Sadar Subagyo dari Fraksi Gerindra menjelaskan, politik anggaran selama ini 
tidak efektif dan menyebabkan separation of power yang menyebabkan ketimpangan 
sosial yang lebar antara orang yang berpunya dan orang yang tidak memiliki 
apa-apa. "Politik anggaran dijalankan secara keliru, yaitu pemerintah 
mengajukan anggaran dan DPR menyetujui. Tugas DPR hanya sebagai eliminator 
dalam politik anggaran yang diajukan pemerintah," ujarnya.

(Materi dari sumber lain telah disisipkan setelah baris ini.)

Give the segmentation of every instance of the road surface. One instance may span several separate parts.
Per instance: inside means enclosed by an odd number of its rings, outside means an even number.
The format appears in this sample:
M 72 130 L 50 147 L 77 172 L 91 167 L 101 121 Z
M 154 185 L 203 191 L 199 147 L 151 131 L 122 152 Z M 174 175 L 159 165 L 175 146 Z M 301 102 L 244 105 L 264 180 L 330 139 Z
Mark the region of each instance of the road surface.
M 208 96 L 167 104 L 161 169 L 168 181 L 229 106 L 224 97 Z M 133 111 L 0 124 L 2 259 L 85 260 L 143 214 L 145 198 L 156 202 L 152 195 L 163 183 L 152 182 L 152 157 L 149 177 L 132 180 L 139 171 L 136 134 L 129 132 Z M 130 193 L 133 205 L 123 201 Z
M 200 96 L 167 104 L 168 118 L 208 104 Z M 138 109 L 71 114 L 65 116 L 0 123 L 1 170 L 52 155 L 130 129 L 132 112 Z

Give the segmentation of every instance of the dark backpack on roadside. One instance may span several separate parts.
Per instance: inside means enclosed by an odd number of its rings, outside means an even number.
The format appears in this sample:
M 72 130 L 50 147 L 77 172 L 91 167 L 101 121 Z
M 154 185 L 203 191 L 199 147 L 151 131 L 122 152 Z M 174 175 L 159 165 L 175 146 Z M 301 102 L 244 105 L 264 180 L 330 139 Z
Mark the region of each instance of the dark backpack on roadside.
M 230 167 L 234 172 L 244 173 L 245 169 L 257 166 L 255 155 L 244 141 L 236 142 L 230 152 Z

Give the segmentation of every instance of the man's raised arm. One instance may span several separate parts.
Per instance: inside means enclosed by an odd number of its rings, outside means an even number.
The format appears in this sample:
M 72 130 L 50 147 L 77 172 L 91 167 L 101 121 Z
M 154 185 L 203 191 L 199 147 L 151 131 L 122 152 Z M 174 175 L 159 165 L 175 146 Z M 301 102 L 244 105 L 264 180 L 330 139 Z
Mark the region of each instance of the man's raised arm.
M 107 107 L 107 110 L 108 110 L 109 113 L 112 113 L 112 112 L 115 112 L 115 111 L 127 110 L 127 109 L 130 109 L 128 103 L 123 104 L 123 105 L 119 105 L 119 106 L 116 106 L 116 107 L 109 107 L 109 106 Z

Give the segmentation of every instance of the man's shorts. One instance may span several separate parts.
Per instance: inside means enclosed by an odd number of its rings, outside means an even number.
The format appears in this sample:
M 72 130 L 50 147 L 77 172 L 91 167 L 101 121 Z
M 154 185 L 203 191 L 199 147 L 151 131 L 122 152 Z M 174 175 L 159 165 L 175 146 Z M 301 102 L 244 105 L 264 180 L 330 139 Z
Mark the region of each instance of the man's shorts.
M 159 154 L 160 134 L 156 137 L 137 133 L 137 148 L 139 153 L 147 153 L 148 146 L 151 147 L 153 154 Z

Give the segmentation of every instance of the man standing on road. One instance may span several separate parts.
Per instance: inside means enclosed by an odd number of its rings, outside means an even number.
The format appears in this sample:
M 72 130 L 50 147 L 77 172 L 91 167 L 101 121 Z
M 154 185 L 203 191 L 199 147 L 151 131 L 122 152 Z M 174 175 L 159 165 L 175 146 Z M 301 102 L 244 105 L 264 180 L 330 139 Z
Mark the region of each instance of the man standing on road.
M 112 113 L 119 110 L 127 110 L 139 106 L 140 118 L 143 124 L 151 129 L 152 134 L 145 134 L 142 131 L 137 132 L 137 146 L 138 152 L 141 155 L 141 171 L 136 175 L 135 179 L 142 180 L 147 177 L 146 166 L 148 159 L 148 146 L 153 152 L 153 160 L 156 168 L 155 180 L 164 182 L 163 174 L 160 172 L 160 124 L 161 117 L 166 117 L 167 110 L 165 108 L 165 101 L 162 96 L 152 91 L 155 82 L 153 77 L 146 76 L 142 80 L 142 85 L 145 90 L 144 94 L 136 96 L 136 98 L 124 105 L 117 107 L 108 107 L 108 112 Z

Parlemen seharusnya memiliki royal right parliament untuk menentukan alokasi 
anggaran berbasiskan kepentingan rakyat yang diwakilinya. "Hak parlemen selama 
ini di-downgrade hanya sekadar penyetuju anggaran yang diajukan oleh 
pemerintah. Seharusnya pemerintah dan parlemen memiliki sistem penganggaran 
masing-masing yang dipertemukan dalam pembahasan APBN," demikian ujarnya. 
Sistem tersebut, menurut Sadar Subagyo, membagi kewenangan pemerintah 
menganggarkan kebutuhan pemerintahan pusat, sedangkan DPR menganggarkan 
kebutuhan daerah.  "Tidak seperti saat ini fee belanja ada di pemerintah pusat. 
Hanya 350 triliun dari 1.090 triliun total  APBN 2010 yang dianggarkan untuk 
daerah, sisanya untuk belanja pemerintah pusat" demikian ujarnya.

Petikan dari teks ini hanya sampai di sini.